顎(あご)の骨の炎症を起こす(顎骨骨髄炎・骨壊死)という副作用を起こす場合があります。
選択的エストロゲン受容体モジュレーター(SERM)
閉経後の女性ではエストロゲンが少なくなるためこのエストロゲンを補うことで骨密度を増やせることが分かっています。

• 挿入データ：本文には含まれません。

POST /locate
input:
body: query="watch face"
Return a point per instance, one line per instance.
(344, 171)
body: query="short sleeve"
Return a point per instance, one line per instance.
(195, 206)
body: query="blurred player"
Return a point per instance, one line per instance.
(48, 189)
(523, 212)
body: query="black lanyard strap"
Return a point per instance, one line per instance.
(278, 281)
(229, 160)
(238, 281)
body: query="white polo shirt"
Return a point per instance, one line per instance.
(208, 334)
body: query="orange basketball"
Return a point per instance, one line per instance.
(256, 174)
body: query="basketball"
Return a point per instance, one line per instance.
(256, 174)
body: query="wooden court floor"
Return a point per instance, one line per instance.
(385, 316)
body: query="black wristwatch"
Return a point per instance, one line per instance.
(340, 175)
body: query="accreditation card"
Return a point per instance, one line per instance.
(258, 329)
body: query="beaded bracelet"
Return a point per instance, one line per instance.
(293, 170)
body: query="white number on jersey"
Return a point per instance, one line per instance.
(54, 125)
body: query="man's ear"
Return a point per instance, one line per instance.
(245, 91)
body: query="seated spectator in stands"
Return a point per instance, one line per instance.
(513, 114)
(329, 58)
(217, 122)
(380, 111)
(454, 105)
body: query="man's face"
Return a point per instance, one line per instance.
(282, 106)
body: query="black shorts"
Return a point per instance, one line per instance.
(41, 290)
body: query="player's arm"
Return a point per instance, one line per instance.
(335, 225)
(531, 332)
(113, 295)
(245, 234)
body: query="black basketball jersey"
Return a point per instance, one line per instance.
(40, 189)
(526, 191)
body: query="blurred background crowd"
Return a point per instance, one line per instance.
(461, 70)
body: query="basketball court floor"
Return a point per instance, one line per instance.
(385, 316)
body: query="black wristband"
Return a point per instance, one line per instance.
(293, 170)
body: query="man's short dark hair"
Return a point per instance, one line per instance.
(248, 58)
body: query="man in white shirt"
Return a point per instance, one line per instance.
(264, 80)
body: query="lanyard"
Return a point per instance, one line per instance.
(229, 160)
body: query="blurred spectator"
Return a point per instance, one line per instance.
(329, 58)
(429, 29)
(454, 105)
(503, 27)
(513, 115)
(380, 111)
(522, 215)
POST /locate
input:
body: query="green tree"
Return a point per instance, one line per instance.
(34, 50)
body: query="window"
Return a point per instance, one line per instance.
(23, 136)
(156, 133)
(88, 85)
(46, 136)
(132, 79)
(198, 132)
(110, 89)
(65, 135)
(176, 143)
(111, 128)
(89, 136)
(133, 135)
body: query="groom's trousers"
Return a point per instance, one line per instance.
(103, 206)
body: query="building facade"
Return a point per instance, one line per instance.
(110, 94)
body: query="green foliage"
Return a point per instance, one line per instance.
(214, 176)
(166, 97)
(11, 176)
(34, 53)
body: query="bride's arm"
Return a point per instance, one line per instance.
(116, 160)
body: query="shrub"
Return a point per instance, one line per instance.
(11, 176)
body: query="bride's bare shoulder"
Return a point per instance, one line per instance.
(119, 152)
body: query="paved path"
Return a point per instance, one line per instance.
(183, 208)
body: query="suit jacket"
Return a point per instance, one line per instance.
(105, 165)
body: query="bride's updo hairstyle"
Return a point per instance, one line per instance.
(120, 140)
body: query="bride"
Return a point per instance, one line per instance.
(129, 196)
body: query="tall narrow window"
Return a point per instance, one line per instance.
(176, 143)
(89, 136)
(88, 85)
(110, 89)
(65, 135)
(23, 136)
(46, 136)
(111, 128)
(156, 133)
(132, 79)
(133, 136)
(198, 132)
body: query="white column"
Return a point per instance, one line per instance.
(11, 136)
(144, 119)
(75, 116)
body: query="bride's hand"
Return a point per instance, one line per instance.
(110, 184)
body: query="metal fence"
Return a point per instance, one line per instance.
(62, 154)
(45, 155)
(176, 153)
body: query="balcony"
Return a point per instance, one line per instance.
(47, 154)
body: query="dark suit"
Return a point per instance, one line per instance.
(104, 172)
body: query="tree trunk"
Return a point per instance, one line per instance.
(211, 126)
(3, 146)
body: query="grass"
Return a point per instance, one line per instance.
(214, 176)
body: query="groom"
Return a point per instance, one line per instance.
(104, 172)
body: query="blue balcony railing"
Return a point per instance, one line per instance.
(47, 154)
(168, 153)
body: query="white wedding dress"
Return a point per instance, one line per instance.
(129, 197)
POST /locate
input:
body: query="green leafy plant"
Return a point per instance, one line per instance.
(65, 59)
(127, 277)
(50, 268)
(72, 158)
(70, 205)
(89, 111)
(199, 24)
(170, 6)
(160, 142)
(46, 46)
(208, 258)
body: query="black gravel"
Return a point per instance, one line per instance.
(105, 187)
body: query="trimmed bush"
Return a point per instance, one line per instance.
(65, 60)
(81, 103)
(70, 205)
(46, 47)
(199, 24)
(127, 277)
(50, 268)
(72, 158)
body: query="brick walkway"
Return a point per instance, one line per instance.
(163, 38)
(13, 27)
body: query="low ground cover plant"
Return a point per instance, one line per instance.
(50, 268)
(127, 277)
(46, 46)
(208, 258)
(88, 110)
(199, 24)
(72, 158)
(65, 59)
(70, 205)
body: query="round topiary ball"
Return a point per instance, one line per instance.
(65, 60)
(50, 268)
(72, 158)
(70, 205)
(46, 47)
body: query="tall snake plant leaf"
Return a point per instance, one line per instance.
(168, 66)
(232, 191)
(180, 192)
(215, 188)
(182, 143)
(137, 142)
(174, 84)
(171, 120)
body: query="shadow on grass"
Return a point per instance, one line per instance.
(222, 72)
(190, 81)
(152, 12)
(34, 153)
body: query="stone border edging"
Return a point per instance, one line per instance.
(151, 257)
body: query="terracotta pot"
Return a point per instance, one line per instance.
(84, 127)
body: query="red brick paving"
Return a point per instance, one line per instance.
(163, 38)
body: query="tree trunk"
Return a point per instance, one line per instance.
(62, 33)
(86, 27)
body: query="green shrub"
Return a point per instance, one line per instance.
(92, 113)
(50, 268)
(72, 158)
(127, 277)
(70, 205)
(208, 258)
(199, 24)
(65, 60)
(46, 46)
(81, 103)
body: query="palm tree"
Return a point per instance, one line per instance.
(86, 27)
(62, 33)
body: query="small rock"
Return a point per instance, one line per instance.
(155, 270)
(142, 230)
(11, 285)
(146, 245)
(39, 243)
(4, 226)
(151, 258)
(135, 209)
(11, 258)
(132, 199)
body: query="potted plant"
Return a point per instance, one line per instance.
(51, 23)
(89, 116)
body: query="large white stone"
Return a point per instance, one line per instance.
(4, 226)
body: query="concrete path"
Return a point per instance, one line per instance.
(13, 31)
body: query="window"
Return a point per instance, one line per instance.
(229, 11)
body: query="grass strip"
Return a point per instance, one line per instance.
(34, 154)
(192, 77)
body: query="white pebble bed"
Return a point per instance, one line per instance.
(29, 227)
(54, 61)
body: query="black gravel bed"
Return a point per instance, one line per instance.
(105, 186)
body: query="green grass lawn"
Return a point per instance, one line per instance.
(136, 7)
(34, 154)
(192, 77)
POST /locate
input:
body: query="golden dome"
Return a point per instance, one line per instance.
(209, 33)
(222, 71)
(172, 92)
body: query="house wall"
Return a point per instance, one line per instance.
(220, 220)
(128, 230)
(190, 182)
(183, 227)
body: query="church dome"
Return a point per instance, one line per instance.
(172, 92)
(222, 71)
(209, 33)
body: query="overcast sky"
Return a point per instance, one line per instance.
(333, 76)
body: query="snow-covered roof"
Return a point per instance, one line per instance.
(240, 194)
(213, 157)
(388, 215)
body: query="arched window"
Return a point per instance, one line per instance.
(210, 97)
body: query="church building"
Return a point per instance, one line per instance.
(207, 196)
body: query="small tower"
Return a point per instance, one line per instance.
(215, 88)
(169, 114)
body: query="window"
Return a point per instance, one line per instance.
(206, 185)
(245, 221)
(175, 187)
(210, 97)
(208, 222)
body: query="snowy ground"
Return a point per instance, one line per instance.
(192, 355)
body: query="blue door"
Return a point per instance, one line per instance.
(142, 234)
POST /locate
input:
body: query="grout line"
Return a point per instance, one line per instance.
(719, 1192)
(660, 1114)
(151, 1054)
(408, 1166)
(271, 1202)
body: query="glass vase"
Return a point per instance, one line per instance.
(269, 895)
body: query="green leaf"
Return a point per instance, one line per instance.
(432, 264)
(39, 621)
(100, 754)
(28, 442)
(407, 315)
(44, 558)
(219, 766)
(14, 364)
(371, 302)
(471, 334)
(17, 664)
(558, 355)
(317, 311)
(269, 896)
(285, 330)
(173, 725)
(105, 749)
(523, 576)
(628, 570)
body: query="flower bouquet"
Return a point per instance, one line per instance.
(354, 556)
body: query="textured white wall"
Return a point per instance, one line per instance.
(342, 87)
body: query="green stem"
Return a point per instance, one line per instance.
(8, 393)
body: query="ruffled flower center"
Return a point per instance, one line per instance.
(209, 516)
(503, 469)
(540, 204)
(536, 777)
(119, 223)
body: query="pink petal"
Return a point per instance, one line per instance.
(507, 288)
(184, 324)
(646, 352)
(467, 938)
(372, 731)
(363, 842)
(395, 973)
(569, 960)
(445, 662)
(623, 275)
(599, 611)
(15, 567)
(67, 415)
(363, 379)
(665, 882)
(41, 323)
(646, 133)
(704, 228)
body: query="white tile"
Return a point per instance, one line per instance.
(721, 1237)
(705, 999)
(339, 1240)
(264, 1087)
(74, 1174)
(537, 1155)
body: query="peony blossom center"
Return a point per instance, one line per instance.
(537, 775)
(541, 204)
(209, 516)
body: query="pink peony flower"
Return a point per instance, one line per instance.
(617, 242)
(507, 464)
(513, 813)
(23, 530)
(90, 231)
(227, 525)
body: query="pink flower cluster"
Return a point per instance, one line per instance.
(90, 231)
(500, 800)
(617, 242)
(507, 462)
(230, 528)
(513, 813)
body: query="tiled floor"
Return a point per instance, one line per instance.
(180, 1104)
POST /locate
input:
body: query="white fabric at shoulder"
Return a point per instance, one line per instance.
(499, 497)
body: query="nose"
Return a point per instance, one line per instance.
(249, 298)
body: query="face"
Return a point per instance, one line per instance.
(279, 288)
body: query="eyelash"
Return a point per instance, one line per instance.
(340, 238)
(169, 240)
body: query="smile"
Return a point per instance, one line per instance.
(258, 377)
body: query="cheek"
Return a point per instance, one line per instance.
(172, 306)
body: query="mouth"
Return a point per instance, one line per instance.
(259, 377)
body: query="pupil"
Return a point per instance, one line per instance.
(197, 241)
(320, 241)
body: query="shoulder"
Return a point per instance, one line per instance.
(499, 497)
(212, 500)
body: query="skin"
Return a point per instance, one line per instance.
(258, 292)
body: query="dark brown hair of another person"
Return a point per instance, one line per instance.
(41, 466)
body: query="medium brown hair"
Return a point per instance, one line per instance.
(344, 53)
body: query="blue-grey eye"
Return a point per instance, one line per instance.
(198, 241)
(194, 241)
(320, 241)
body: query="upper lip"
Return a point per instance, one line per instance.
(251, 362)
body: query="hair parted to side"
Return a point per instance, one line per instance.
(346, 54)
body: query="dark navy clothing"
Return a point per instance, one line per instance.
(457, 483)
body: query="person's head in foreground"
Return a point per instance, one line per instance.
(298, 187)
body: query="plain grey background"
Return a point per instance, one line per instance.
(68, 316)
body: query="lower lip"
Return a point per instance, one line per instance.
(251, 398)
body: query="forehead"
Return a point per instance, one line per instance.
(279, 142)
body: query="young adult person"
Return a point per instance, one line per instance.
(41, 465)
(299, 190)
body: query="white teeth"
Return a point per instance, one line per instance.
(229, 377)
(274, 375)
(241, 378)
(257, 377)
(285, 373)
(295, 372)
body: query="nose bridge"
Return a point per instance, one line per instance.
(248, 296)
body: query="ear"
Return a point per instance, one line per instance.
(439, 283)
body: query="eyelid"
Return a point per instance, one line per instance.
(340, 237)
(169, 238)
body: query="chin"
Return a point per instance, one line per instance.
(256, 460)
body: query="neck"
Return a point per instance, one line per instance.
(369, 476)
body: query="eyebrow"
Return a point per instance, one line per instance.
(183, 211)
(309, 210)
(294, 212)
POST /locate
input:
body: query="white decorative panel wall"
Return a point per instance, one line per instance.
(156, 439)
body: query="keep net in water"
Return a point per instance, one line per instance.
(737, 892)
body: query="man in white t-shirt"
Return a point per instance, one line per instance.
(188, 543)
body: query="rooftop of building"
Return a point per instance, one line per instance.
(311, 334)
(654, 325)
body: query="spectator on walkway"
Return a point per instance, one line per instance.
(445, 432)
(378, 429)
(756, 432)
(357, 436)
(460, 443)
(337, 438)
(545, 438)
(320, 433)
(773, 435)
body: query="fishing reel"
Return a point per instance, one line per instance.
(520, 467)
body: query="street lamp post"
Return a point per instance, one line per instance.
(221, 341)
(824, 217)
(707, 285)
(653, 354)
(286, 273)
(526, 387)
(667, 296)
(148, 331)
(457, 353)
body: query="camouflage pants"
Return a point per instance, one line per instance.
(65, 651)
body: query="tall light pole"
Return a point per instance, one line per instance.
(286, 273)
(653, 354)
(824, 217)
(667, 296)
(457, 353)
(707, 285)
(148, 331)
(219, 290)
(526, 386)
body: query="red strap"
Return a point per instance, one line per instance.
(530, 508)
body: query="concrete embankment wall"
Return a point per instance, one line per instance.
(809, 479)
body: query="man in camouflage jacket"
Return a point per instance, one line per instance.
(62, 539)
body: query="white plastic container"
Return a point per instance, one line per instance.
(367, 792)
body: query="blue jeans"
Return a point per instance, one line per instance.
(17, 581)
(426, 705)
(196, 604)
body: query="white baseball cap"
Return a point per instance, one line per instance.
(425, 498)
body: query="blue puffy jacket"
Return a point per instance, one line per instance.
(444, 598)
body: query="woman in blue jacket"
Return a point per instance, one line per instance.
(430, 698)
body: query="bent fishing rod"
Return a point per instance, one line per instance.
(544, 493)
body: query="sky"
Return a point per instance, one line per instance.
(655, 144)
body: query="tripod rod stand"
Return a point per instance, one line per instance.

しかしエストロゲン製剤は子宮がんや乳がんなどの発がんリスクを高めるという問題もあり注意が必要です。
活性型ビタミンD3
体内で活性化したビタミンDは活性型ビタミンD3となり小腸からのカルシウムの吸収を促進することで骨を作る過程(骨形成)であるリモデリングを促進させ、骨量の減少を抑える作用をもちます。
副甲状腺ホルモン(PTH)
副甲状腺ホルモンは骨吸収を促進する役割があります。
血中のカルシウム濃度を上昇させるために、副甲状腺ホルモンが重要です。
抗ランクル抗体
破を破壊する破骨細胞を活性化するランクルと呼ばれるタンパク質の働きを抑えることで骨を少しでも丈夫にする作用があります。
カルシウム薬とビタミンK2薬
ビタミンK不足を補いますがサプリメントとの併用にて過剰に摂取しないよう注意が必要です。
まとめ
骨粗鬆症の患者さんはいち度でも骨折を経験してしまうと他の部位も骨折してしまう危険性が高いです。
このようなことにならないよう普段から運動したり自身の骨密度を知っておくといいでしょう。
そのためには検査を受けてみるなど、骨粗鬆症を予防するよう心がけておくことが大切になってきます。